I know that before I went to Bangalore I was really interested in what the physical environment would be like, so I want to share these photos from the business side of things (the more general side will need to wait until more photos get uploaded). If you'd like to hear more about our personal life in India, have a look at Amanda's blog.
The office building that I was working in was part of an IT campus, right next door to the golf course, that also included IBM and Microsoft (Microsoft is down where the bridge is in the photo). You might think from these pictures that it was a very western environment, and it certainly was inside the buildings , but outside, where building was still in progress, the contrasts became more apparent. The roads were kept clean by people with horsehair brooms who came out at night (the brooms looked just like the one that our maid used, with short handles that meant that you needed to bend over to use them), and when you look at the picture of the building site (right next to our office), note how many people and few machines you see. Construction here is very labour intensive.
Bangalore was a study in contrasts. The house next door to our apartment was palatial (and apparently occupied by late teen boys who wouldn't have been out of place cruising Chapel St, doof doof music blaring), but two doors further up the street the garbage pile was being browsed by cows and goats, and the ironing was being done by the side of the road, with charcoal powered irons. My office had a very pleasant cafeteria, but less than a kilometre away this is where breakfast was being served (sorry for the blurring, but the car was moving!).
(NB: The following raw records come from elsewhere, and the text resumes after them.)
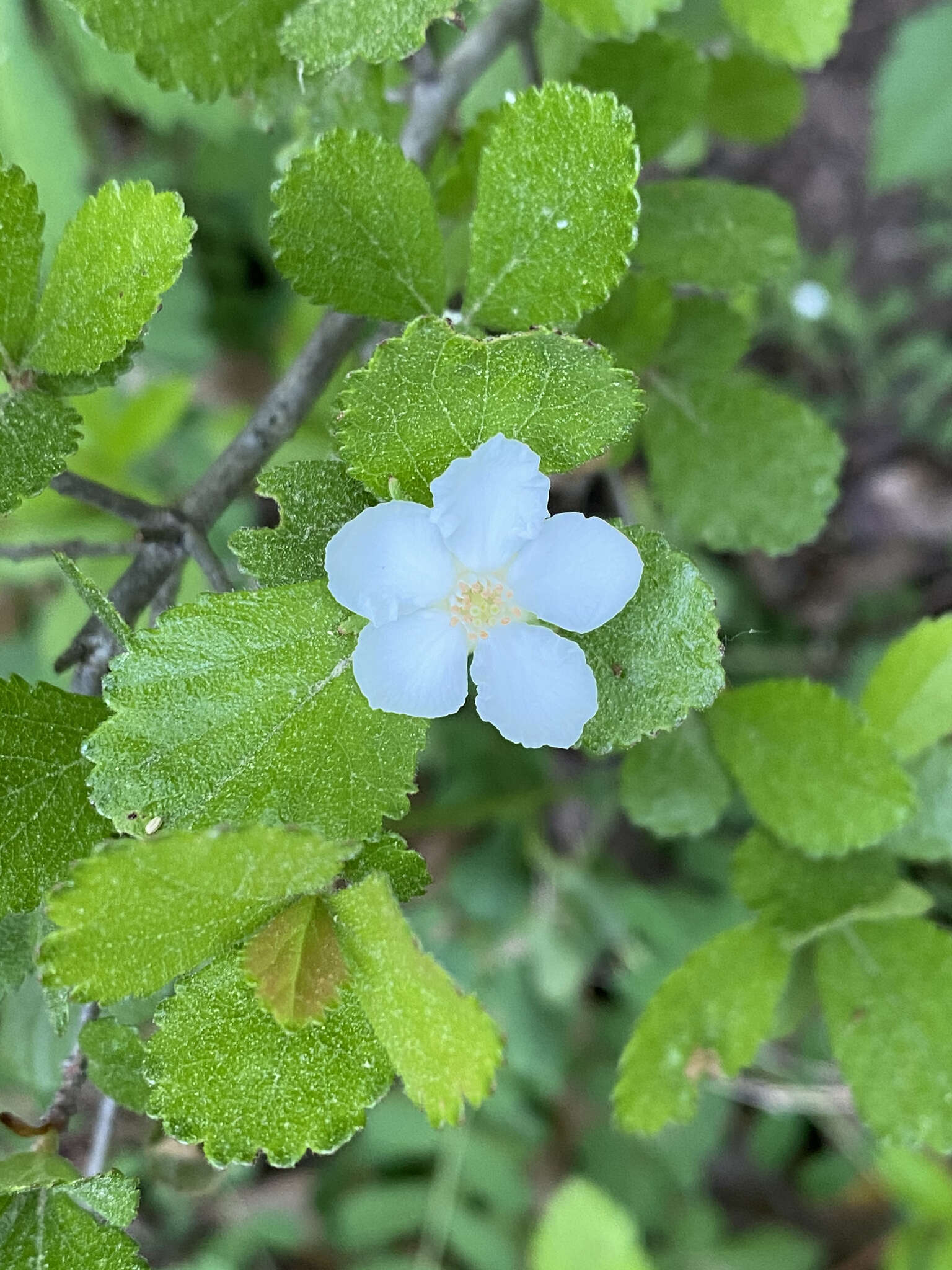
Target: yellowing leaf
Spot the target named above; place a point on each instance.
(296, 964)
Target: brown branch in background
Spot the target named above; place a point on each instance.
(277, 418)
(74, 548)
(65, 1101)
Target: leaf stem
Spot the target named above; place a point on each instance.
(277, 418)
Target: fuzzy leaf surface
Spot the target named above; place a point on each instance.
(674, 784)
(927, 835)
(715, 234)
(660, 658)
(885, 998)
(316, 498)
(19, 265)
(46, 1231)
(379, 251)
(804, 897)
(19, 935)
(37, 436)
(118, 254)
(583, 1226)
(405, 868)
(226, 1075)
(325, 35)
(115, 1055)
(95, 600)
(612, 18)
(803, 33)
(296, 964)
(909, 694)
(660, 79)
(46, 818)
(739, 466)
(443, 1046)
(244, 706)
(193, 43)
(810, 768)
(557, 208)
(707, 1019)
(167, 904)
(434, 395)
(113, 1196)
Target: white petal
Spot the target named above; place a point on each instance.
(414, 666)
(576, 574)
(535, 686)
(387, 562)
(489, 505)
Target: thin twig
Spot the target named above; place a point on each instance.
(201, 551)
(65, 1101)
(278, 417)
(74, 548)
(136, 511)
(102, 1135)
(780, 1098)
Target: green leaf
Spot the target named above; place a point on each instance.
(612, 18)
(244, 706)
(885, 996)
(115, 1057)
(19, 265)
(113, 1196)
(434, 395)
(660, 658)
(95, 600)
(803, 33)
(555, 208)
(674, 783)
(46, 1231)
(583, 1227)
(739, 466)
(715, 234)
(379, 252)
(226, 1075)
(81, 385)
(19, 935)
(753, 99)
(37, 435)
(198, 45)
(810, 768)
(804, 897)
(325, 35)
(707, 1019)
(118, 254)
(635, 322)
(909, 694)
(316, 498)
(913, 102)
(296, 964)
(164, 905)
(660, 79)
(707, 338)
(407, 869)
(928, 832)
(29, 1170)
(444, 1048)
(46, 818)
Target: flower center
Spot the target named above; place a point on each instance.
(482, 602)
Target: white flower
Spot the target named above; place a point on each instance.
(474, 574)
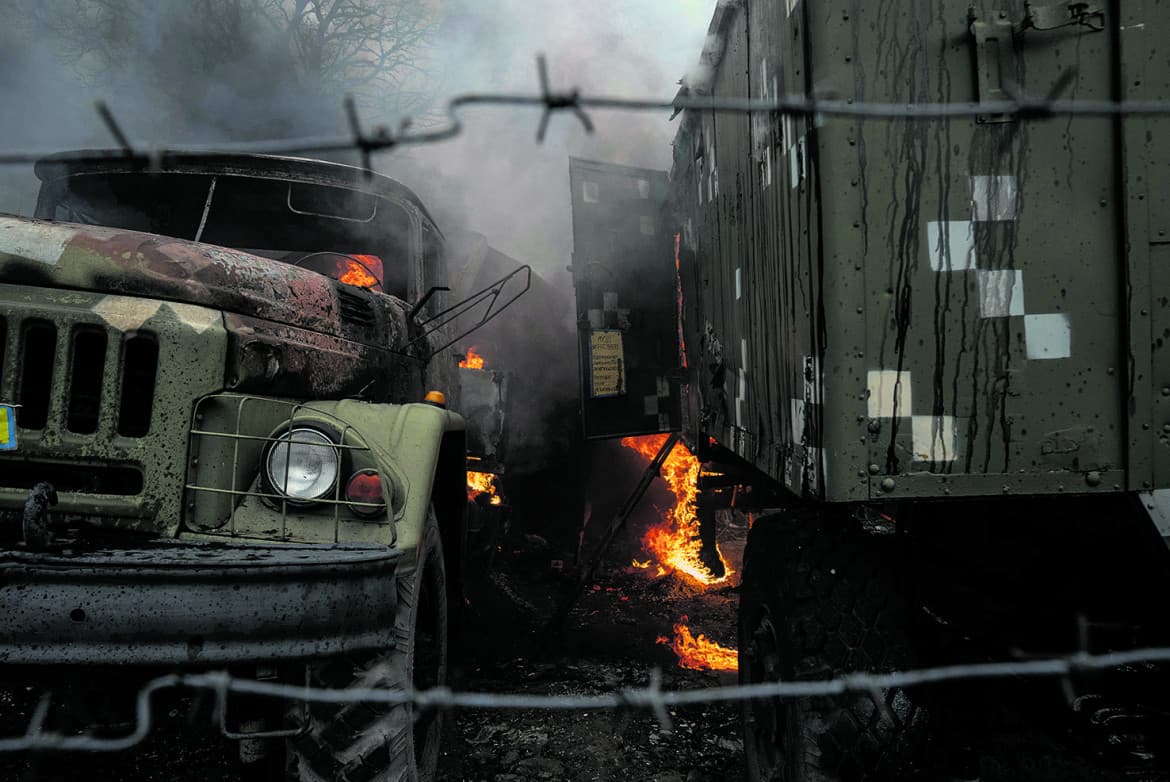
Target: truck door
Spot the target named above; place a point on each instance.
(626, 300)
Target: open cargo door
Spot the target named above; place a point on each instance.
(627, 304)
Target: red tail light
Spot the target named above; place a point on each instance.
(365, 487)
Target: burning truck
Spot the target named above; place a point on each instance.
(934, 349)
(228, 439)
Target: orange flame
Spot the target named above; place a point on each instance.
(358, 272)
(700, 653)
(675, 542)
(473, 361)
(482, 484)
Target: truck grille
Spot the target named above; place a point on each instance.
(84, 369)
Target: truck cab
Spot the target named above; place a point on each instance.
(226, 379)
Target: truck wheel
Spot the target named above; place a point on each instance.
(820, 599)
(356, 742)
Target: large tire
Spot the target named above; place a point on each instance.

Traffic was roughly equivalent to peak hour on Hoddle St in Melbourne, but a lot more chaotic. Horns are used to indicate "I'm here", since lanes, indicators and overtaking are all rather free form. Auto rickshaws fill the gaps between the cars, motorcycles fill the gaps between the autos, and there are usually some bicycles thrown in just for good measure. Rapid construction leaves the footpaths a bit of a mess, so there are frequently pedestrians on the roads, though it doesn't making crossing the road any easier.